For all measures of model improvement, it is very important to compute unbiased estimates. When the testing or estimation is done in the data used for model development, models will generally be overfit and estimates of improvement optimistic. Adding more variables always leads to an apparent increase in performance. This is particularly true when the models are not pre-specified and variable selection or model-fitting is optimized. This may be ameliorated using penalized regression, such as lasso or ridge regression, which place penalties on added variables [4]. When adding a single new biomarker, the extent of over-fitting may be small, particularly in a large data set. In general, however, at least internal validation should always be performed. When model fitting is simple, internal validation through resampling, such as with bootstrapping or X-fold cross-validation, is preferable. If model fitting is more complex or more difficult to replicate, then dividing the data into test and training samples, ideally taking an average over multiple splits, is appropriate if sample size is sufficient. External validation in other data, settings, or with different patient samples should be done before any model should be implemented clinically to examine generalizability, including both reproducibility and transportability [52].

Conclusion

There is no one ideal method to evaluate the added value of new biomarkers. Several methods evaluate different dimensions of performance and should be considered, depending on the need and stage of model development (Table 2). First and foremost, the new marker should be associated with the outcome and preferably have biologic validity. Unlike most epidemiologic analyses, though, a causal relation is not required for a marker to be a good predictor. The primary means of examining association is through likelihood-based measures, though likelihood ratio testing is applicable only to nested models. The IDI provides a nonparametric estimate and test of association, though its levels may be difficult to interpret.

Table 2 Recommendations

Basic requirements for model fit are that a new model is well-calibrated, with discriminant ability at least as good as previous standards, provided that costs are similar. To directly compare models, differences in ranks, such as assessed through ROC curves, may be useful, but may hide important differences in absolute risk. Several versions of risk reclassification methods have been proposed as alternatives. When clinical categories or risk strata make sense, then the reclassification calibration statistic or the categorical NRI can assess whether the new model fits best in these strata. When sensible strata do not exist, then category-free measures, such as the IDI, may be useful. While the event-rate NRI can apply generally and has nice statistical properties, it may or may not be clinically applicable.

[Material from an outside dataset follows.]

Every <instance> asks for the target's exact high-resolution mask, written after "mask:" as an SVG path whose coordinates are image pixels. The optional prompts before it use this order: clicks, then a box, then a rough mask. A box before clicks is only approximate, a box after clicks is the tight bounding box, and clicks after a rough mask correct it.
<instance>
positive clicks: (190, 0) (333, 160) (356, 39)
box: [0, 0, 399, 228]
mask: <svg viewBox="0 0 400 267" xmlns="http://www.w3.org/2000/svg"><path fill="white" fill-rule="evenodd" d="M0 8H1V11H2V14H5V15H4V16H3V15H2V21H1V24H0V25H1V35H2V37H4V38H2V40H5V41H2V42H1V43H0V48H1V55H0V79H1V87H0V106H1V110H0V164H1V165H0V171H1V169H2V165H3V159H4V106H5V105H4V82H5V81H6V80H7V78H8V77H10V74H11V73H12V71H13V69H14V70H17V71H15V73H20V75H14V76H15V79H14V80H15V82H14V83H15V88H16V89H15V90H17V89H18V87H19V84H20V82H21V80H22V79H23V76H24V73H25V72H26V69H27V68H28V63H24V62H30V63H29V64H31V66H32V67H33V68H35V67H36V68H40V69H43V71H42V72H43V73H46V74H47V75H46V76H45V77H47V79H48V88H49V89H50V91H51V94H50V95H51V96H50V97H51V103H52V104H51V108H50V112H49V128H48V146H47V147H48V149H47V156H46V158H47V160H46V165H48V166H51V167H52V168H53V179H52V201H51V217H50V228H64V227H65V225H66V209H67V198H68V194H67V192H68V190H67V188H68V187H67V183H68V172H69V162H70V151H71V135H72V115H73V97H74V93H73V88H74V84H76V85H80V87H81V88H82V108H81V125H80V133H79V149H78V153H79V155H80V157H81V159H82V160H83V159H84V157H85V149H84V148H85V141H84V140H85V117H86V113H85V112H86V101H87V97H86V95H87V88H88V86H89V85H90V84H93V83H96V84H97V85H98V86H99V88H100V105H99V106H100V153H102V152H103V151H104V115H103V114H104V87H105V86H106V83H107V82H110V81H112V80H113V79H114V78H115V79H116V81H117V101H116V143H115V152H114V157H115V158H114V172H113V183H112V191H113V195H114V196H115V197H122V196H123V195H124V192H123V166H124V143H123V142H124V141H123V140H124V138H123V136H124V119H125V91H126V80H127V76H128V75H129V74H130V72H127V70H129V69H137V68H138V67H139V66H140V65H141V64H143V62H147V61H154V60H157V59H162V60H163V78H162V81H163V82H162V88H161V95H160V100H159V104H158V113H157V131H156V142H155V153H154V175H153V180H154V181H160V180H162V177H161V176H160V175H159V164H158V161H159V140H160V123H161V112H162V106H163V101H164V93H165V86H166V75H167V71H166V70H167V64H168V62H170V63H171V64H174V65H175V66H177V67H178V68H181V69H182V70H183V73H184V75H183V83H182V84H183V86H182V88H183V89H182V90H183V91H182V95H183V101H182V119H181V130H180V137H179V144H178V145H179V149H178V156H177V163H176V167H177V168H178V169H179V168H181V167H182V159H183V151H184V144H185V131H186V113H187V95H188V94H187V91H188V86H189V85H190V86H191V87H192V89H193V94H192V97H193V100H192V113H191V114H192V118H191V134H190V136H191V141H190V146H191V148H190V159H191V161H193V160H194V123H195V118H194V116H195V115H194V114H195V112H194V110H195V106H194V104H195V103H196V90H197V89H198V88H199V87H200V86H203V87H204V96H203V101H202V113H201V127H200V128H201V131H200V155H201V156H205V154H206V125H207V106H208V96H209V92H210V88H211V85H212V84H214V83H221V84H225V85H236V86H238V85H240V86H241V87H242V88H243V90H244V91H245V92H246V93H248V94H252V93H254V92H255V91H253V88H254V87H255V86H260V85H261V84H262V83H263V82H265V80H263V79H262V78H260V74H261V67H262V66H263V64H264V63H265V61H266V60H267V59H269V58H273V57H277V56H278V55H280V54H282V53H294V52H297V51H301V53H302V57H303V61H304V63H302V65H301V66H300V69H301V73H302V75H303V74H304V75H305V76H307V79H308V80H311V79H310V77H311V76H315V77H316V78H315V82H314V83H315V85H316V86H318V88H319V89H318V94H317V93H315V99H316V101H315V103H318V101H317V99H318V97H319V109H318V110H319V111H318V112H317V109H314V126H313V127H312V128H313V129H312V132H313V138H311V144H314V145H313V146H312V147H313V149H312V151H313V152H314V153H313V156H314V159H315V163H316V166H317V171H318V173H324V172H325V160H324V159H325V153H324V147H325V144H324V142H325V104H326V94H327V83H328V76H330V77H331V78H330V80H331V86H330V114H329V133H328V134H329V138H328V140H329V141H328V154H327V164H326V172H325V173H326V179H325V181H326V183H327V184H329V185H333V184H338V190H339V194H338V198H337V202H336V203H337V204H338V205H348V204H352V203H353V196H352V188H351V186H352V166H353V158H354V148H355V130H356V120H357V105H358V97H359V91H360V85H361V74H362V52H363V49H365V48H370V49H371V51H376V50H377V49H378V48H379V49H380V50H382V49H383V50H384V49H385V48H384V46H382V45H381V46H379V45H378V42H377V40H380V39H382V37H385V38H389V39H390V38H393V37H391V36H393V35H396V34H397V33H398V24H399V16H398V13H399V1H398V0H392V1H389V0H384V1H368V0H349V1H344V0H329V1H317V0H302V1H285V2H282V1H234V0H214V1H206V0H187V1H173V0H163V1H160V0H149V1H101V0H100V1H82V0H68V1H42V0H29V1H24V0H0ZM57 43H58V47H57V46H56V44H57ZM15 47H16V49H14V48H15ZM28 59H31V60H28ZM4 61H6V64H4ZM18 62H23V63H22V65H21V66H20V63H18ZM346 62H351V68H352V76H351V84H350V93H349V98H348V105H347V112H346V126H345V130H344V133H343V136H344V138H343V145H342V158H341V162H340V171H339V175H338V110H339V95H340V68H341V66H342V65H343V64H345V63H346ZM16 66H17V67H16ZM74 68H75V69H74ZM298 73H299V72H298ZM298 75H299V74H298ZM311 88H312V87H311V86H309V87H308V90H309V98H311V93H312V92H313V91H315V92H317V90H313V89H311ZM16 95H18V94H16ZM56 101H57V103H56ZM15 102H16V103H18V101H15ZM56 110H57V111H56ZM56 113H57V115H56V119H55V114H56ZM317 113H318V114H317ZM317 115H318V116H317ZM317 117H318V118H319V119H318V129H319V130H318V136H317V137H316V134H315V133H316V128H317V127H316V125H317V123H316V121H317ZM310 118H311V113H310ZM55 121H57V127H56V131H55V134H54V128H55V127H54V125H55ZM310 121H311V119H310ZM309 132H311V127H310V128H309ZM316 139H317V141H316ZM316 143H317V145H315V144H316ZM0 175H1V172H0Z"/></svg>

Finally, to help determine if a model may be used to assign particular treatments or to decide on further testing, cost tradeoffs can be used to develop risk strata. A full decision analysis can be used to evaluate the net benefit of including new biomarkers. Alternatively, the decision curve can compare strategies across a wide range of thresholds.

Model development is not complete, however, without validation, at least internally, but preferably externally as well. Models intended to be applied to real patients need to be reproducible and generalizable to other applicable populations and settings.